Other challenges highlighted by Elizabeth Cabraser, human rights litigator and partner at Lieff Cabraser Heimann & Bernstein, and law professors Pamela S. Karlan and Jonah B. Gelbach, included limitations on data access and how to ensure an element of choice around which laws and regulations can be applied to particular cases.
Open data and computational law
The day’s afternoon sessions focused on data and computational law. Pieter Gunst of Legal.io presented the CodeX Techindex, which tracks the development of legal technologies.
CodeX fellows Jameson Dempsey and Jorge Gabriel Jiménez introduced Stanford’s Legal Data Commons project. This aims to leverage publicly available data to promote access to justice. It was one of several projects around open data and computational law which invited participation from delegates.
Computational law projects included data scientist Amy Shoemaer’s presentation on the Stanford Open Policing Project, which has uncovered bias in police searches, and projects highlighted in the Government As A Platform panel, including encoding legislation to make it machine readable, to facilitate access and automation.
Let lawyers be lawyers
In his closing keynote, Julio Avalos, chief strategy officer at GitHub, observed that legal tech too often focuses on ‘answers before questions… products and pitches that sound cool and could make a lot of money, but that solve unarticulated problems or else unprioritised ones’. Avalos’s talk reflected on how the race to conform in commercial legal tech shows that innovators are really afraid to move beyond their comfort zones.
Avalos highlighted the connections between law, society and democracy. He sees technology and automation as having the potential to bring legal practices into line with modern business practices and make better use of lawyers’ time and intelligence.

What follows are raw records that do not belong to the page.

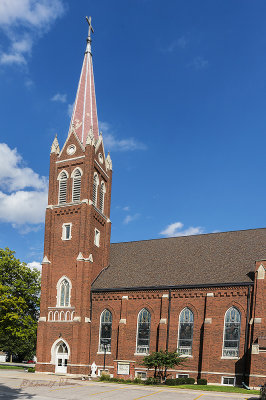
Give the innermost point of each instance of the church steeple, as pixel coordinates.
(84, 117)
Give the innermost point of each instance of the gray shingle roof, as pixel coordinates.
(215, 258)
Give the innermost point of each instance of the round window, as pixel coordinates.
(71, 149)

‘Somewhere at the Venn diagram intersection of the work that lawyers don’t like to do, that clients don’t like to pay for, and that a machine or a script could do better or more efficiently, lie not just lower costs and greater efficiency, but, paradoxically, a key to let lawyers behave more like lawyers,’ said Avalos.
As a lawyer who once represented Facebook in a seminal case establishing the principle of data ownership, Avalos is qualified to talk about how lawyers are extending the power of the tech giants.

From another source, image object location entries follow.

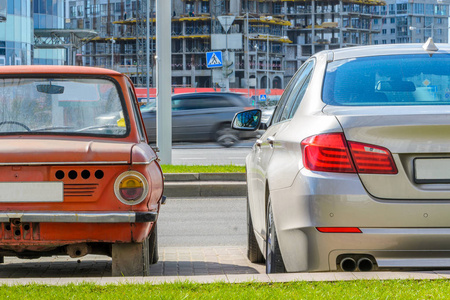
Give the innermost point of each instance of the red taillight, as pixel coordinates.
(330, 153)
(371, 159)
(339, 229)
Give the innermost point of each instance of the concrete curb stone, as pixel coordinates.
(205, 185)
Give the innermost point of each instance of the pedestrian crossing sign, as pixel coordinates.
(214, 59)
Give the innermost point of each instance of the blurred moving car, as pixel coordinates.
(198, 117)
(77, 174)
(353, 172)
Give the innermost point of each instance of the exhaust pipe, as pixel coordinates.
(365, 264)
(348, 264)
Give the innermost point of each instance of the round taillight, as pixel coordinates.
(131, 187)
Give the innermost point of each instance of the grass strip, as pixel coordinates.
(358, 289)
(203, 169)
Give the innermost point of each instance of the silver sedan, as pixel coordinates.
(353, 171)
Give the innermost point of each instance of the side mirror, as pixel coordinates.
(247, 120)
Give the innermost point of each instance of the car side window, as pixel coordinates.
(136, 112)
(297, 93)
(287, 92)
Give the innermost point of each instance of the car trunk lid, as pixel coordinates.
(418, 138)
(23, 151)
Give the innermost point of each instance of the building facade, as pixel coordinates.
(265, 41)
(47, 15)
(16, 32)
(412, 22)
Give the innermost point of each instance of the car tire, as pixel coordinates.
(134, 259)
(254, 254)
(153, 245)
(226, 136)
(274, 260)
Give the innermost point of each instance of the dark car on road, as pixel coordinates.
(200, 117)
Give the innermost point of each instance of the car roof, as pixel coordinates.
(206, 94)
(381, 50)
(50, 69)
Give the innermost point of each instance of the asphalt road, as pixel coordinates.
(203, 222)
(195, 236)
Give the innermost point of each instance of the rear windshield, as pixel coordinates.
(388, 80)
(73, 106)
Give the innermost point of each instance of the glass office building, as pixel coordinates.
(18, 20)
(48, 14)
(16, 33)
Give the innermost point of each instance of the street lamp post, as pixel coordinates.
(256, 72)
(112, 53)
(267, 64)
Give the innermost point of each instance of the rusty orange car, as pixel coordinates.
(76, 172)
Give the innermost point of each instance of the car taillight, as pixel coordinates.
(131, 187)
(371, 159)
(330, 153)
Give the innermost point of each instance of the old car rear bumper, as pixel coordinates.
(79, 217)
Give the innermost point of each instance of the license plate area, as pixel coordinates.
(31, 192)
(432, 170)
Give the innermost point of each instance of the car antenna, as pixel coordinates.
(429, 45)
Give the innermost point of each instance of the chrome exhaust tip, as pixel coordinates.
(348, 264)
(365, 264)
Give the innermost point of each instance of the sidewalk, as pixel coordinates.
(201, 265)
(205, 185)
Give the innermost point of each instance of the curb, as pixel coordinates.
(232, 278)
(205, 185)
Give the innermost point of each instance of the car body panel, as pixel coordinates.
(404, 223)
(85, 162)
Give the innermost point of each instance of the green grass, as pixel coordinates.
(360, 289)
(203, 169)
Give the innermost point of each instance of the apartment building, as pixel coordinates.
(411, 22)
(266, 41)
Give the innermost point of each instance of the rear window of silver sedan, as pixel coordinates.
(388, 80)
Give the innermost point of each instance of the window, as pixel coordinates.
(377, 81)
(418, 8)
(79, 107)
(285, 104)
(392, 9)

Avalos said that not much had changed since 2014, when he first addressed CodeX. But FutureLaw 2019 showed there has been significant progress in five years. Attendees heard about collaborative projects involving lawyers and technologists in academia, public policy forums and government organisations; experiences and insights from speakers from Singapore, New Zealand, Africa and Europe; and calls for participation in ground-breaking computational law and open data projects.

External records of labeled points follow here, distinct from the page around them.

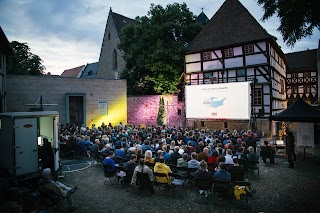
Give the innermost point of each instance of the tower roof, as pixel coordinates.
(232, 24)
(202, 18)
(121, 21)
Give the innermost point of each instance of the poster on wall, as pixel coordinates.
(305, 134)
(102, 106)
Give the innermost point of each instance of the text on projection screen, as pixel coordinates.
(218, 101)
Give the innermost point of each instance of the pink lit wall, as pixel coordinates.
(144, 110)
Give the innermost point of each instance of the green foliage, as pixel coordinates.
(298, 18)
(23, 62)
(154, 49)
(161, 119)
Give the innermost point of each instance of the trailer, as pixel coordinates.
(21, 136)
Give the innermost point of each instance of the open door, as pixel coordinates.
(26, 146)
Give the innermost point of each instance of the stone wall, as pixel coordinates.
(22, 90)
(144, 110)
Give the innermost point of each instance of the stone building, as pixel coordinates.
(111, 62)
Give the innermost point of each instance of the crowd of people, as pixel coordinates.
(212, 154)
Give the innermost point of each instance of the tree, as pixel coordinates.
(161, 119)
(154, 49)
(23, 62)
(298, 18)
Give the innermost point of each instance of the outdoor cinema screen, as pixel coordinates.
(218, 101)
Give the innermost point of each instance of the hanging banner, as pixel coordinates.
(102, 107)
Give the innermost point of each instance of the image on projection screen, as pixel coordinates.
(218, 101)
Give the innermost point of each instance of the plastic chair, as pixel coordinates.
(222, 187)
(143, 182)
(177, 181)
(203, 184)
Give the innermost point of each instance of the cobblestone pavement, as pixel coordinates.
(278, 189)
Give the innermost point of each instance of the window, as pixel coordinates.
(206, 56)
(248, 49)
(116, 75)
(257, 96)
(306, 74)
(241, 72)
(114, 60)
(307, 89)
(281, 86)
(228, 52)
(295, 90)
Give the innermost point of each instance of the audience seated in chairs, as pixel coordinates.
(141, 168)
(267, 151)
(236, 171)
(202, 172)
(56, 188)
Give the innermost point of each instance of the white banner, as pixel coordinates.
(102, 106)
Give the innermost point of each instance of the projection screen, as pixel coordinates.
(218, 101)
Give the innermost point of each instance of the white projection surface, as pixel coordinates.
(218, 101)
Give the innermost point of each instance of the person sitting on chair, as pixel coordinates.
(143, 169)
(267, 151)
(237, 171)
(222, 173)
(57, 188)
(108, 161)
(161, 167)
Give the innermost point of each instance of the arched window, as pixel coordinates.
(114, 60)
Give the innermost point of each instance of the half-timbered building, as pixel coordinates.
(234, 47)
(302, 76)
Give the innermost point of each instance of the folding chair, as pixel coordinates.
(160, 184)
(252, 166)
(246, 186)
(222, 187)
(203, 184)
(143, 182)
(176, 181)
(108, 175)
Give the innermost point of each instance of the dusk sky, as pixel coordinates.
(67, 34)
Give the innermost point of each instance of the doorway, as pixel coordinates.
(75, 109)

CodeX highlighted the best elements of the global legal tech community and recognised some of its key challenges. However, many delegates in the room were from law firms, corporate legal departments, commercial legal services and legal tech providers, so perhaps it would have been interesting to include insights from that community on how more open data, together with new tools and technologies, are disrupting and transforming legal operations and making legal services more accessible and affordable.
Roland Vogl and the CodeX team put together an insightful and inspiring programme for FutureLaw, and Harry Surden gave an interesting lecture. I would also like to thank Dan Rubins of Legal Robot in San Francisco for providing me with Voicea’s artificial intelligence transcription assistant EVA.